Open AccessPurification, and activity of Human rhinovirus 3C protease fused with N-terminal GST-tag and C-terminal His-tag (GST-HRV3C-His) expressed in Escherichia coli
Author(s) -
Lê Dương Vương,
Le Thi Tuong Vy,
Phan Thị Phương Trang,
Nguyen Hoang
Publication year - 2019
Publication title -
tạp chí khoa học đại học sư phạm thành phố hồ chí minh
Language(s) - English
Resource type - Journals
ISSN - 2734-9918
DOI - 10.54607/hcmue.js.16.3.2468(2019
Subject(s) - protease , fusion protein , escherichia coli , tobacco etch virus , rhinovirus , enzyme , microbiology and biotechnology , chemistry , biochemistry , biology , recombinant dna , virus , gene , virology , potyvirus , plant virus
The Human rhinovirus 3C protease (HRV3C) is one of the most effective enzymes for removing fusion tag in purification process.

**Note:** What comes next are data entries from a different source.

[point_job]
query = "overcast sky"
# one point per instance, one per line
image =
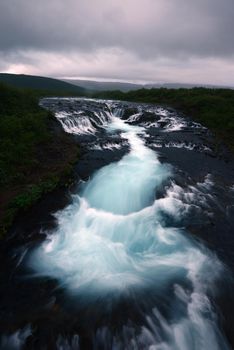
(134, 40)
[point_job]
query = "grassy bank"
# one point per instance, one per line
(35, 154)
(213, 108)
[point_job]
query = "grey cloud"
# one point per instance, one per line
(147, 28)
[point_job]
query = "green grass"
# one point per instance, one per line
(33, 161)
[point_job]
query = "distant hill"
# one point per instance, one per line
(104, 86)
(40, 83)
(94, 85)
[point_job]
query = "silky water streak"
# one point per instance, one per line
(113, 242)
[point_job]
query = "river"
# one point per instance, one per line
(142, 256)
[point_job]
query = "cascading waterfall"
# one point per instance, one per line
(115, 246)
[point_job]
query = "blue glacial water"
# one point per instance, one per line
(115, 243)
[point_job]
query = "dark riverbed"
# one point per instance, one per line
(142, 255)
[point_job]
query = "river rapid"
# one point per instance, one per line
(142, 255)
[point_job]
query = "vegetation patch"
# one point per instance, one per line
(35, 154)
(213, 108)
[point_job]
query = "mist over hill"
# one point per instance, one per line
(40, 83)
(94, 85)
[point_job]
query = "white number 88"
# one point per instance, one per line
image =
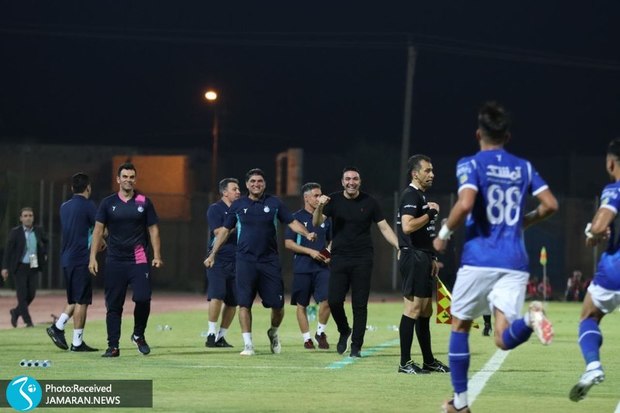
(503, 206)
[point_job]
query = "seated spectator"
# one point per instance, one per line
(544, 289)
(574, 287)
(531, 292)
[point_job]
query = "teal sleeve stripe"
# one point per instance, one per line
(238, 227)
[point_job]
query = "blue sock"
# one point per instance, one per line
(590, 340)
(517, 333)
(458, 357)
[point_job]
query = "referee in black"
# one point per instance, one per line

This protease is often produced as fusion form GST-HRV3C but there is no study about the fusion form: GST-HRV3C-His. In this study, researchers conducted the purification GST-HRV3C-His expressed in E. coli, checked the activity and investigated its application. GST-HRV3C-His could be purified using His-tag column with 86.6% purity and GST column with 96.87%. The specific activity of GST-HRV3C-His was demonstrated to be about 4500 U/mg and its application in the purification of another proteins carrying HRV3C-specific recognition sequence, LEVLFQ¯GP based on His-tag or GST-tag was also proved in this study.